Em um cenário de primeiro turno, Lula aparece com 36% das intenções de voto, contra 23% de Flávio Bolsonaro e 9% de Tarcísio. No mesmo levantamento, em um cenário de segundo turno, o petista pontuaria 45% contra 38% de Flávio. No cenário em que a disputa é com Tarcísio, Lula teria com 44% contra 39% do governador de São Paulo.

Dirigentes partidários dizem que é cedo para medir o potencial eleitoral do senador e que ele precisará mostrar viabilidade política. Com a decisão de Jair Bolsonaro de lançar o filho, os partidos do Centrão têm avaliado diferentes caminhos e não há ainda uma decisão unificada entre eles.

O comando do União Brasil tem usado a pré-candidatura do governador de Goiás, Ronaldo Caiado (União), como pretexto para não apoiar Flávio. Ainda que passe por questionamentos do PP, integrantes da cúpula do União dizem que ter o governador como pré-candidato é um cenário melhor que apoiar o senador do PL.

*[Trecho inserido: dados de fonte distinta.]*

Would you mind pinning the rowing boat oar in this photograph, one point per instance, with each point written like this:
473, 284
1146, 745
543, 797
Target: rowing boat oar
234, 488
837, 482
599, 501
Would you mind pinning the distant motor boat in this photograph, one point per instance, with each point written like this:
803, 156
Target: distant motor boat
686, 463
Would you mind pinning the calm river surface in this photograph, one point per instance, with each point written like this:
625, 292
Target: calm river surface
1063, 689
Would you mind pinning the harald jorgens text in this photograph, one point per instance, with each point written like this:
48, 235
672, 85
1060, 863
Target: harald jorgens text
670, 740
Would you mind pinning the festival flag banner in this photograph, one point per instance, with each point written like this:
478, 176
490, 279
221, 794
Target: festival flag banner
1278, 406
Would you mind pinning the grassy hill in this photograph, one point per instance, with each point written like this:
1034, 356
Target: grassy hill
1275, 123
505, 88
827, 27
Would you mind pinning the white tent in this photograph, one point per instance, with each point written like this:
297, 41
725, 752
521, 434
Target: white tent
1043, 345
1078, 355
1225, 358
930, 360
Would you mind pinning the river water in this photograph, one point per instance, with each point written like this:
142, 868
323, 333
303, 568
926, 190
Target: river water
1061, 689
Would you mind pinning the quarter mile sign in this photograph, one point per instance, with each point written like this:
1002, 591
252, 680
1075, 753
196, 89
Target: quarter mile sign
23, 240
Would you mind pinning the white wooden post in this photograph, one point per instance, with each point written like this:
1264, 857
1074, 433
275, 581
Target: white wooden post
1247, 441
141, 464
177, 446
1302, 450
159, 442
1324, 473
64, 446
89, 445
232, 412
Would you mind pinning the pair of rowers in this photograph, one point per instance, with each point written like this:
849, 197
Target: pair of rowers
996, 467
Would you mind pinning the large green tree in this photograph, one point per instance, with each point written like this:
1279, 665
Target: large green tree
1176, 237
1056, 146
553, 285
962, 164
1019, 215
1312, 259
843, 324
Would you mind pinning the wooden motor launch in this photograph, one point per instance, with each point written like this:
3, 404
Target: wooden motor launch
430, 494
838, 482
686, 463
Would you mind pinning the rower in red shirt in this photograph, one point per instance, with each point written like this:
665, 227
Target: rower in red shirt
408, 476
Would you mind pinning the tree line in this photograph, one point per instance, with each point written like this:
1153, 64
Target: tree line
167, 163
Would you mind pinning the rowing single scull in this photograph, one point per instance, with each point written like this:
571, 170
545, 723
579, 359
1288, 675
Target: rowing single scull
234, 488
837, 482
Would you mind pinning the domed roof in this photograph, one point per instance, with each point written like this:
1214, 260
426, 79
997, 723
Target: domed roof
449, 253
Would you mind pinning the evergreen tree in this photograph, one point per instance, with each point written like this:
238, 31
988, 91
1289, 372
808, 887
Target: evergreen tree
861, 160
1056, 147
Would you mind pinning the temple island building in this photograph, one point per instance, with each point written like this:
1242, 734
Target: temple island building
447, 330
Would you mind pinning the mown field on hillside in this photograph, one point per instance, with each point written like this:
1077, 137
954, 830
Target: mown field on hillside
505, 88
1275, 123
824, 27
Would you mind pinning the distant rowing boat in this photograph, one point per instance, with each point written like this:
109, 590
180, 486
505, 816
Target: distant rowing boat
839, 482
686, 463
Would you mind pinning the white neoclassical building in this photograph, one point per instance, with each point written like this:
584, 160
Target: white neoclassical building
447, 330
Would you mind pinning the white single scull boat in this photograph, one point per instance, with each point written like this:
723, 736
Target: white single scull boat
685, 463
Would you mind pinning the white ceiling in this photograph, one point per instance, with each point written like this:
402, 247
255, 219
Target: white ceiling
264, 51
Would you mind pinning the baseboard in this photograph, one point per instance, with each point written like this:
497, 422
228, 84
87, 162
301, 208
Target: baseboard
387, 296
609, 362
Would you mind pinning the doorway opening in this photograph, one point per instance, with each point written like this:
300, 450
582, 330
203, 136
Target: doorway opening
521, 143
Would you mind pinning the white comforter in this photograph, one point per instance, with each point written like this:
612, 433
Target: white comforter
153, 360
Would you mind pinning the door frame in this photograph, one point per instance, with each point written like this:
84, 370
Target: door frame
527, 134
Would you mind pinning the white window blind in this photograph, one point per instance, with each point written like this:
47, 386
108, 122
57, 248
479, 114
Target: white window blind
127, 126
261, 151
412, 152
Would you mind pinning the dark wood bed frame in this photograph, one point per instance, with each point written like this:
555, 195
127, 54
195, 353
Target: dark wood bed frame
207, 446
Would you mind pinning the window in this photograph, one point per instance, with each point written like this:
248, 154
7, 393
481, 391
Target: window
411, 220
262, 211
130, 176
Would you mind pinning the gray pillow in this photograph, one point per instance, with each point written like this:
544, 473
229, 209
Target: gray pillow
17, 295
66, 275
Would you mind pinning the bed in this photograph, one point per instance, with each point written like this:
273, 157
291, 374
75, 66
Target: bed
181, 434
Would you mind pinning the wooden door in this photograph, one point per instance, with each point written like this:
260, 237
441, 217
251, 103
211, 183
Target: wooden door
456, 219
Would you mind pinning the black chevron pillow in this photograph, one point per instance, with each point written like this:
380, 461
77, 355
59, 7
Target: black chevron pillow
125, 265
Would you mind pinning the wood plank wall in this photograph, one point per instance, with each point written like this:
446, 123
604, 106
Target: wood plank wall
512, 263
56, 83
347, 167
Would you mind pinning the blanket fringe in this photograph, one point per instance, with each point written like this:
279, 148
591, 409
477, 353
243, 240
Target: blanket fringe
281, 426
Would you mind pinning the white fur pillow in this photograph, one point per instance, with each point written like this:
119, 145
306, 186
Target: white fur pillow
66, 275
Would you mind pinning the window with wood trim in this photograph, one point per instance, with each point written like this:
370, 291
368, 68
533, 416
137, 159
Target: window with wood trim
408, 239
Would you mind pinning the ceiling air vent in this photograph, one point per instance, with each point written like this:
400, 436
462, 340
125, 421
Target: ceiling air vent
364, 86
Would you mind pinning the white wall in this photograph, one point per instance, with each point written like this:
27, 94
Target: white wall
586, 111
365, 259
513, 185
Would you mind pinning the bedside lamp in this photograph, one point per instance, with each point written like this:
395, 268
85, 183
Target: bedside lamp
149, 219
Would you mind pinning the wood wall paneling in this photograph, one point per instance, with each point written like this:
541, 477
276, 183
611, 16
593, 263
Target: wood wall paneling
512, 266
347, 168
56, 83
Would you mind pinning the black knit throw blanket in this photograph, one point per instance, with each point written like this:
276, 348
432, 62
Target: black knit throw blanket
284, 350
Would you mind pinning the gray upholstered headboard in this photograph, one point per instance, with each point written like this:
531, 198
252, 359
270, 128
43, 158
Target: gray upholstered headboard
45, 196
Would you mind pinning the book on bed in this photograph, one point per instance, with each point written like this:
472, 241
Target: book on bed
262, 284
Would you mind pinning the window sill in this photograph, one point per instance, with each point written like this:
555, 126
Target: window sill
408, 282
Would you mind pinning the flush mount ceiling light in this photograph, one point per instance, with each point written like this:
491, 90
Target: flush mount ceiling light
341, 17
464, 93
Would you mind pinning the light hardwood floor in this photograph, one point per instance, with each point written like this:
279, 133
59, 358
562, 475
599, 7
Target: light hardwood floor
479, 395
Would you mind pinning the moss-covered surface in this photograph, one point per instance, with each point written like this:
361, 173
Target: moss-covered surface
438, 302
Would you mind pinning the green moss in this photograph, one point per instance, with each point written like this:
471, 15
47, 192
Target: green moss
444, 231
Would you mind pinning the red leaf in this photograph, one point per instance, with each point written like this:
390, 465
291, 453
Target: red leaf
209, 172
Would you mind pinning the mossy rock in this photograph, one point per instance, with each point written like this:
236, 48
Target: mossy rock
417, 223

Por sua vez, o PSD trabalha com a possibilidade de lançar Ratinho Júnior ou o governador do Rio Grande do Sul, Eduardo Leite (PSD). Já o Republicanos têm indicado que pode adotar neutralidade.

Ainda que construam candidaturas de oposição e descartem apoiar Lula, um desafio adicional para Flávio é que todas essas legendas se encaminham para liberar alianças com o PT em alguns estados, mesmo no cenário de apoio formal a candidatos da oposição.

O deputado Elmar Nascimento (União-BA), integrante da Executiva Nacional do partido, disse que Flávio pode ter apoio da legenda “se ele mostrar viabilidade” e que o resultado da pesquisa “já era esperado pelo sobrenome”.

Há um entendimento que Flávio não tem apelo eleitoral, principalmente nos estados do Nordeste, e que sua única qualidade é ser um político considerado pragmático e com trânsito em Brasília, critérios que não necessariamente podem se traduzir em votos.

Com a possibilidade de Tarcísio ser candidato, havia chance também de palanque no Ceará, com Ciro Gomes (PSDB), e em Pernambuco, com Raquel Lyra (PSD). Agora a tendência é que Flávio fique sem candidato a governador competitivo nesses estados.

– Caminha para que não (sobre apoio de Raquel Lyra a Flávio), mas ele (Flávio) terá palanque e terá votos. Há uma parte do eleitorado que se identifica. Mas há uma polarização que tem menos a ver com a questão nacional, ela se dá entre duas jovens lideranças de muito peso, a governadora Raquel e o prefeito do Recife, João. Ambos não estarão no palanque bolsonarista – disse o ministro da Pesca, André de Paula, que faz parte da direção do PSD em Pernambuco.